Lloyds shares sank at the end of last week as investors dumped the stocks following a ruling by the Court of Appeal against Lloyds, potentially paving the way for billions of pounds in redress.
Lloyds has already set aside £450m to meet the demands of any potential litigation. The drop at the end of last week would have been a mix of disappointment that the provision for redress now looks unlikely to be reversed in the coming periods and out and out of fear that Lloyds could have to stump up far more.
The Court of Appeal ruling announced on Friday could have set the wheels in motion for a multi-billion pound redress scheme. The court ruled that car finance providers must be transparent in disclosing fees amid complaints from consumers about high commissions.
The uncertainty surrounding Lloyds’s potential liability has taken shares from 62p on Friday to beneath 57p in the very early minutes of Monday’s trade.
This is a sharp drop for a share price that has been in a steady uptrend for most of 2024.

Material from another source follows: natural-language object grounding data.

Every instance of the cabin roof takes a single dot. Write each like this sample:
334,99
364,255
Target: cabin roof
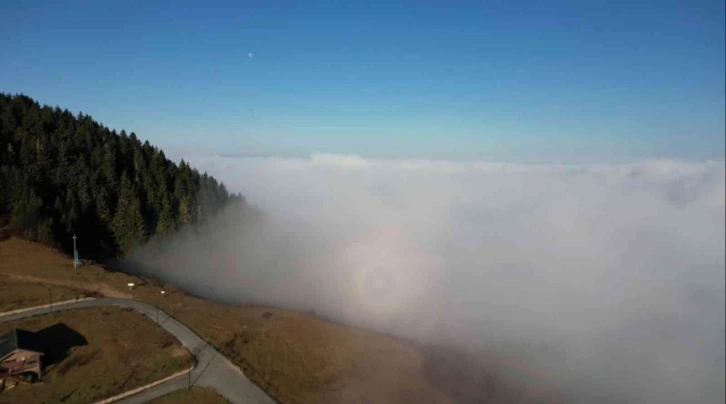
20,339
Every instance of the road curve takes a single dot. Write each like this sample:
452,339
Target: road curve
213,370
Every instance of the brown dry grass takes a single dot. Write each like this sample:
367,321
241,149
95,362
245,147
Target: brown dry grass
295,357
123,350
193,396
15,294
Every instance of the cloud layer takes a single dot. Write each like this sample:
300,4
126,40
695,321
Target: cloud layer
609,278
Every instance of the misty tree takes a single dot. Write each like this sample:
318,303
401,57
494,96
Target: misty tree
62,174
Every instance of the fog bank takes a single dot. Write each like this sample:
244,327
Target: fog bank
609,278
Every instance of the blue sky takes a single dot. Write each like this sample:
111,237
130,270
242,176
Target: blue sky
505,81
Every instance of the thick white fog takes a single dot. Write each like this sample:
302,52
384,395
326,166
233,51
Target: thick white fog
607,278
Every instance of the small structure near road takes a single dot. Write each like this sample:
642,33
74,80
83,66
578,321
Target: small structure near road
20,353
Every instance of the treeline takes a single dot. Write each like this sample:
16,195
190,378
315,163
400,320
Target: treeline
62,174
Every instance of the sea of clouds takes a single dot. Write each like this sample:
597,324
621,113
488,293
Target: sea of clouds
609,277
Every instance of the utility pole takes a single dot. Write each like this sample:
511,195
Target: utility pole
76,261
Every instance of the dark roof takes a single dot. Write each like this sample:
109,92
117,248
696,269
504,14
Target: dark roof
20,339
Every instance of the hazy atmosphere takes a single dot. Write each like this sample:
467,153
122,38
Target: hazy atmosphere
607,278
538,182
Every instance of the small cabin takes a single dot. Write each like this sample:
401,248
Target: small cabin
20,353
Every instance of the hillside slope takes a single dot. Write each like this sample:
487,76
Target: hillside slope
62,174
298,357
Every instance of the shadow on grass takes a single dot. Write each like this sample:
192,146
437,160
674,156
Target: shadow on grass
59,341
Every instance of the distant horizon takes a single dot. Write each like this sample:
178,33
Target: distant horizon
558,81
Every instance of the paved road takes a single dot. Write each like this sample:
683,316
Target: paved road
212,371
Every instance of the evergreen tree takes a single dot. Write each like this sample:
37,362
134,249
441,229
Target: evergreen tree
62,174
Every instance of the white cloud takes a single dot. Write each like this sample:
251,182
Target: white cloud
616,271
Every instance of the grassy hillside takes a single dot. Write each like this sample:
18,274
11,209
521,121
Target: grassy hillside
297,357
97,353
193,396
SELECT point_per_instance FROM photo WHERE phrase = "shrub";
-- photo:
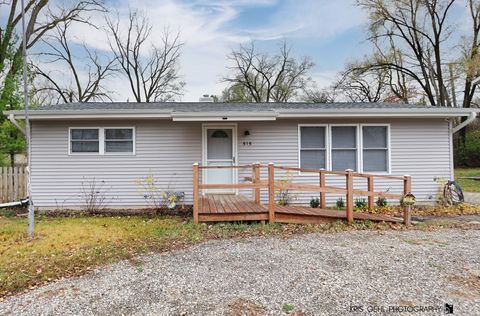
(381, 201)
(360, 204)
(340, 203)
(314, 202)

While the drop may draw some investors into buying the dip, there are a number of other considerations for Lloyds.
By all accounts, Lloyds’ Q3 update was fantastic. Impairments due to bad debts were lower than analysts had predicted, meaning profits were higher than expected, and the market gave Lloyds its stamp of approval by taking shares to the highest levels since 2019 last week.
However, lower-than-expected impairment charges masked falling income, which is likely to persist in the coming quarters. Lloyd’s top line is inextricably linked to interest rates and the net interest margins it can generate from lending and deposits activity.
The Bank of England will likely cut rates again in the coming months, adding further pressure to net interest margins. Lloyds will have to rely on robust demand for mortgages and other lending products to maintain its income.
A softening economic backdrop will raise concerns about this being achieved, given the UK economy produced very little growth in Q3 and the new Labour government has so far failed to promote any growth or optimism around the UK economy. By all accounts, it has done the complete opposite.
Motor financing redress is likely to be a slow-moving risk that could weigh on Lloyds shares for the foreseeable future, but the next major catalyst for the Lloyds share price is this week’s budget and perceptions of whether any measures announced by Labour will be supportive of lending activities and the broader economy.